The menu for the fourth annual Bayou Feast fundraiser includes jambalaya, blackened fish, seafood gumbo, shrimp and grits, cold boiled shrimp, Mardi Gras cole slaw, New Orleans French bread and bread pudding. Terry Kyzar and his volunteers will spend a good part of the coming week putting together the food for the approximately 300 people expected to enjoy dine-in or take-out.
And while those who buy tickets will indeed enjoy a feast, they’ll be helping to fund a much more humble feast for the less fortunate among us. Two dollars from each $25 ticket will go to St. Mary’s new rice and beans ministry.
Rice and beans might not sound like much to get excited about in the shadow of gumbo, boiled shrimp and bread pudding. But if you’re struggling to feed your family, three pounds of rice and two ounds of pinto or red beans can stretch a food budget a long way.
Beginning in September, on the third Saturday morning of each month, volunteers in the church will distribute the staples to anyone who shows up, no questions asked. The program is modeled on one begun by Trinity Episcopal Church in Clanton in 2005. Church members committed to the ministry promise only staples, but are hopeful that they’ll be able to add extras to those basics to help fill hungry bellies between pay checks, or when Food Stamps run out.

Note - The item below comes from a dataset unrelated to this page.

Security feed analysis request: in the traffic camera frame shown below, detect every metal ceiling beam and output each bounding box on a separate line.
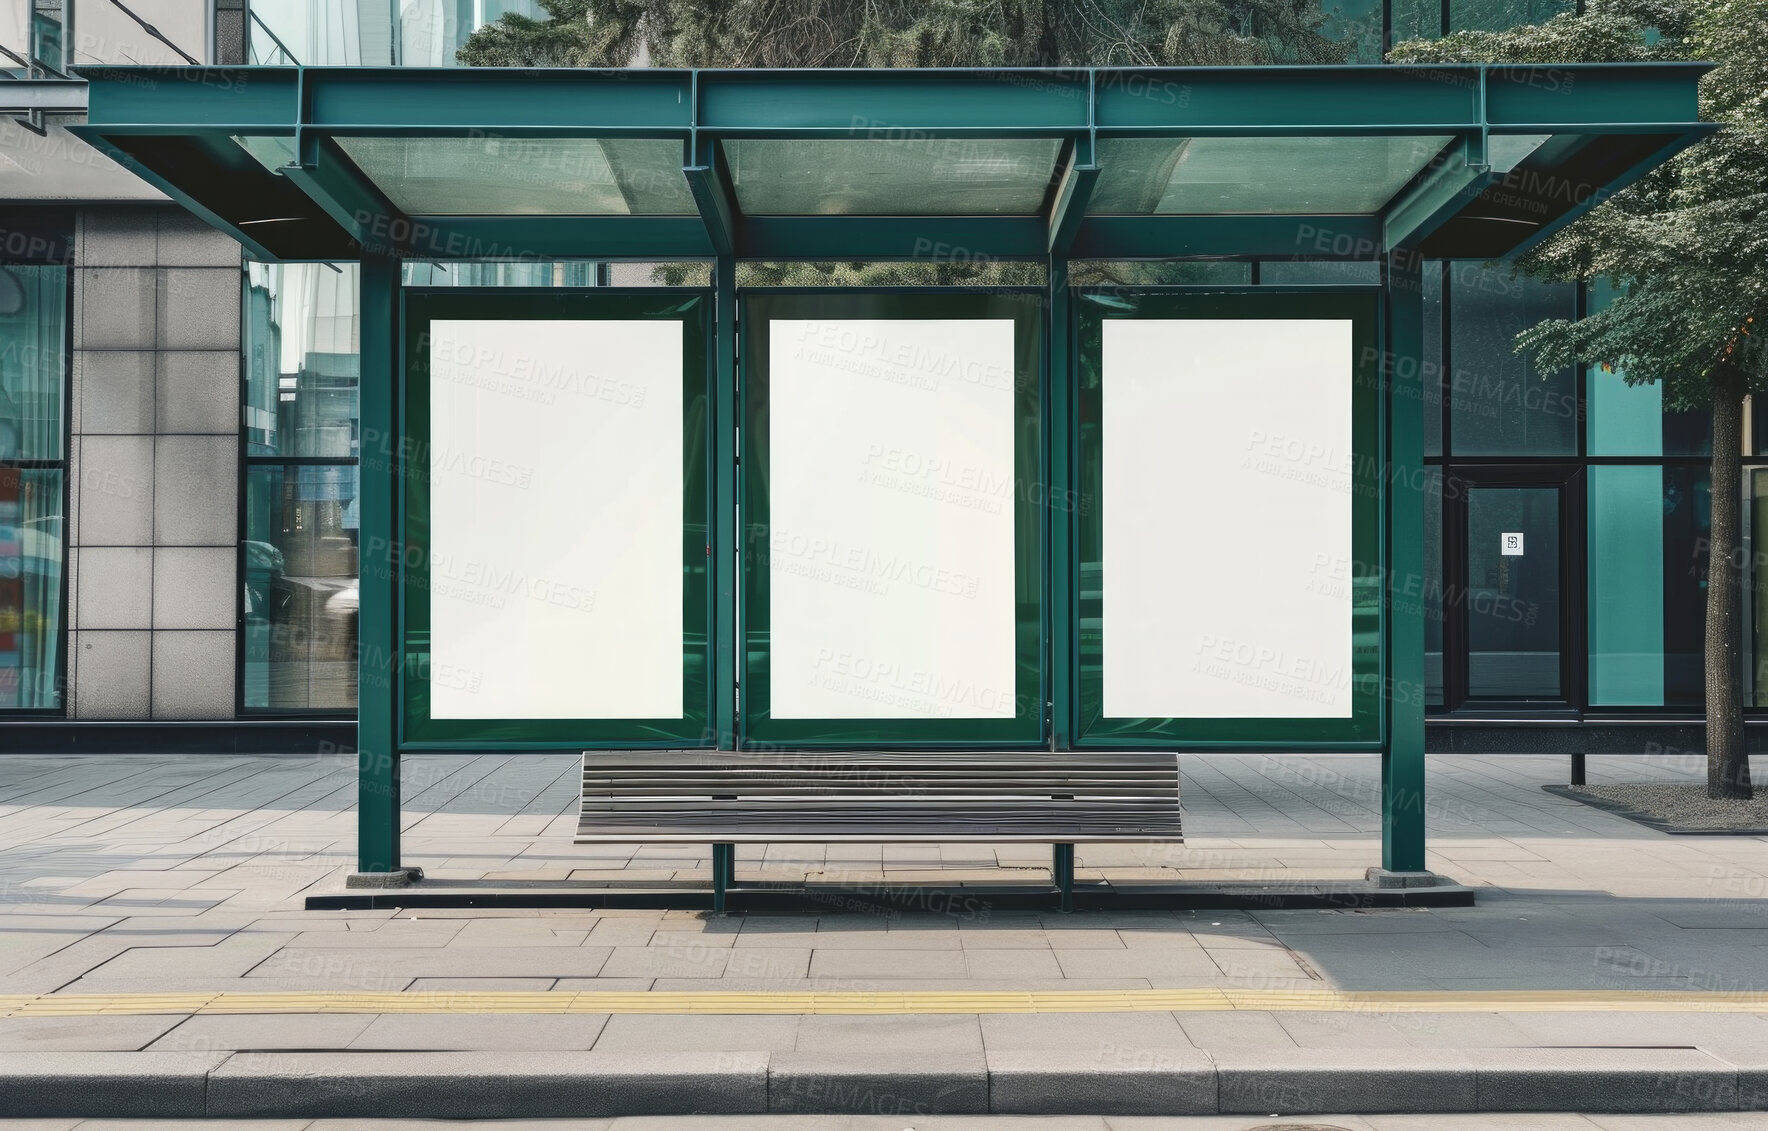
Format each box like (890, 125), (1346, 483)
(282, 132), (408, 253)
(1047, 136), (1100, 256)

I count myself among the very lucky ones. It’s been a long time since I had to stretch a food budget, but we made many-a-college meal on Rice-a-Roni or peanut butter sandwiches.
Rice is considered a staple in 70 percent of the world’s population. When dried, it can be stored for years. A cup of uncooked rice doubles when cooked, and can become the basis of oh-so-many different meals. Beans can, too.
Having those staples on hand in bulk should be a blessing to the 19 percent of the Covington County households who are below the poverty level. According to U.S. Census estimates, 2,283 households, or about 15 percent of all households, received Food Stamps in the past year.
The Rev. Cindy Howard of St. Mary’s couldn’t be more excited about this ministry if we were giving away gold coins. Even though the first distribution is about a month away, she is busy getting closets altered for food storage and encouraging members to contribute to the ministry. She has a heart for helping, and has inspired many of us to be excited about distributing simple rice and beans.
A feast to fund a feast. It’s a good thing, any way you look at it.